Die Fortführung einer Forschungsplattform, welche die vernetzten Gender Studies aller Universität Wien Fakultäten bündeln sollte, und die unter dem Umbrella Term „Gendered Infrastructures“ zum Forschungsplattform-Call 2025 eingereicht wurde, wurde nicht genehmigt. Gründe dafür wurden keine genannt und Gutachten dazu den Antragsteller_innen nicht übermittelt. Die Käthe Leichter-Gastprofessur, eine seit Jahrzehnten bestehende Initiative, die abwechselnd jedes Semester an die beiden kulturwissenschaftlichen Fakultäten international tätige Genderforscher_innen holte – darunter in der Vergangenheit Mieke Bal, Marie-Luise Angerer und viele andere – wurde zwar in der Remuneration leicht angehoben, doch in der Frequenz halbiert: Nur mehr alle zwei Semester kann diese Professur ausgeschrieben werden. Das interdisziplinäre Masterprogramm Gender Studies, das in den Jahren seit seiner Gründung die Abschlüsse vervielfacht hat, ringt um angemessene Ausstattung; die beantragte Einrichtung einer Sektion mit dem Schwerpunkt Gender und Queer Studies an der DokSchool der Phil-Kult Fakultät wurde auf einen unbestimmten Zeitpunkt verschoben; der große, beim FWF beantragte Sonderforschungsbereich auf dem Gebiet der Gender Studies kam zwar bis zur letzten Runde, scheiterte dann jedoch – vielleicht auch aufgrund des allgemeinen Trends?

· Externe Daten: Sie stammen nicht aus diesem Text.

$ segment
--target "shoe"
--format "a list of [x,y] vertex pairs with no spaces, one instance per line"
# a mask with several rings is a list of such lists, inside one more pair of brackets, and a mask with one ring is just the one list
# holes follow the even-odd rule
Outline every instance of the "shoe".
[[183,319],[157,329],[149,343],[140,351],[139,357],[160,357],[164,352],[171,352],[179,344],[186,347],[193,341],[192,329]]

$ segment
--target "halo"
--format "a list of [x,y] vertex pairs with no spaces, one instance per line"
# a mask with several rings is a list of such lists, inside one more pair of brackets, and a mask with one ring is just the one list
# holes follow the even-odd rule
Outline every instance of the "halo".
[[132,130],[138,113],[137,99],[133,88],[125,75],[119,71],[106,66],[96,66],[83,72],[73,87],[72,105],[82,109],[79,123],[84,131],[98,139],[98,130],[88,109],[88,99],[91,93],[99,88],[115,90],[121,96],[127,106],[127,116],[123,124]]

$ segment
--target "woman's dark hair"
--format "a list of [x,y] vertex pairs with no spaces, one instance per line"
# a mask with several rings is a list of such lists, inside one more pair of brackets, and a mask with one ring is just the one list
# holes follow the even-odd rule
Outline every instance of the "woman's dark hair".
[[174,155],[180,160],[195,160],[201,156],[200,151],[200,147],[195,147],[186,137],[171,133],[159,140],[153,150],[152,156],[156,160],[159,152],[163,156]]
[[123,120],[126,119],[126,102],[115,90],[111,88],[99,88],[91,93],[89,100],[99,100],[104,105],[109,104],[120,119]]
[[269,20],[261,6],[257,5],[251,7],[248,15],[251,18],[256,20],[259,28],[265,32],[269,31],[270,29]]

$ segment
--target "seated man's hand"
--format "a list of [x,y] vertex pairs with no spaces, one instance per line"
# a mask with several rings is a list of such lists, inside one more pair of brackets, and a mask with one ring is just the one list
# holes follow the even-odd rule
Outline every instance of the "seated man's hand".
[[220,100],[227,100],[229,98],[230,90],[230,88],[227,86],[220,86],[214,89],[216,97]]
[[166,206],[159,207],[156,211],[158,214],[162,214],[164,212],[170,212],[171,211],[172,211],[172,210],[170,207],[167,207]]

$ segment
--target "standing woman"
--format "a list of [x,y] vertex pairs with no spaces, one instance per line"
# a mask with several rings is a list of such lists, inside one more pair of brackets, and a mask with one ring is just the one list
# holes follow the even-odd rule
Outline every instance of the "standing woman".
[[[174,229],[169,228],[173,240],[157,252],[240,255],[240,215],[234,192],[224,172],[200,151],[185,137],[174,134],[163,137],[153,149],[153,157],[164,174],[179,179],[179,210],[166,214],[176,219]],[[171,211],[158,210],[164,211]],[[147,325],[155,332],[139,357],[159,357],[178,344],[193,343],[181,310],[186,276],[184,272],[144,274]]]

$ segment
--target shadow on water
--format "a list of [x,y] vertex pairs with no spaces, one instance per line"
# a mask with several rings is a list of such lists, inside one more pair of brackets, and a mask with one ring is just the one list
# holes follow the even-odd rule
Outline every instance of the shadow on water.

Und all diese Entwicklungen finden innerhalb des Eingangs gestellten Mottos: „Wegen großen Erfolgs geschlossen!“ statt. Zum Glück bleiben die Studierenden den Gender Studies treu. Während in nahezu allen Studien die Zahl der Studienbeginner_innen rückläufig ist, können sich Studienrichtungen, die Schwerpunkte in Genderforschung setzen, des Interesses kaum erwehren. So sind beispielsweise die Studienbeginner_innen in der Theater-, Film- und Medienwissenschaft gerade wegen des Genderschwerpunkts des Studiums ganz und gar nicht rückläufig, gerade die Lehrveranstaltungen zu intersektionaler Geschlechterforschung sind die nachgefragtesten. Und auch bei den heute verliehenen Preisen brauchen wir um die Early Stage Researchers nicht bangen, denn das Interesse, der Forschungsmut und die Innovationskraft in den interdisziplinären Gender Studies sind ungebrochen.

Nun liegt es an uns, die institutionellen Rahmenbedingungen dafür zu sichern, dass künftige Kohorten von Genderforscher_innen auch an der Universität Wien ausreichende Betätigungs- und Bestätigungsfelder vorfinden. Dazu gehört die Schaffung oder Neuausschreibung von Professuren mit Gender Studies Denomination, dazu gehört der Ausbau innovativer Formate, die es internationalen Forscher_innen ermöglichen, ihre Ergebnisse mit uns an der Universität Wien auszutauschen – vielleicht ein die Käthe Leichter-Gastprofessur ergänzendes Fellowship-Programm? –, dazu gehört die Einrichtung einer Forschungsplattform, die Synergien zwischen den zahlreichen Genderforscher_innen aller Fakultäten der Universität Wien ermöglicht.

Wir müssen das, was feministische Vorkämpfer_innen an der Universität Wien geschafft und geschaffen haben, nicht nur erhalten – das scheint derzeit schon eine überaus große Anstrengung zu sein – sondern auch ausbauen und in die Zukunft führen. Ich bin überzeugt, dass wir das können: Die notwendige Inspiration dafür können wir jedenfalls auch von dieser Veranstaltung heute nehmen.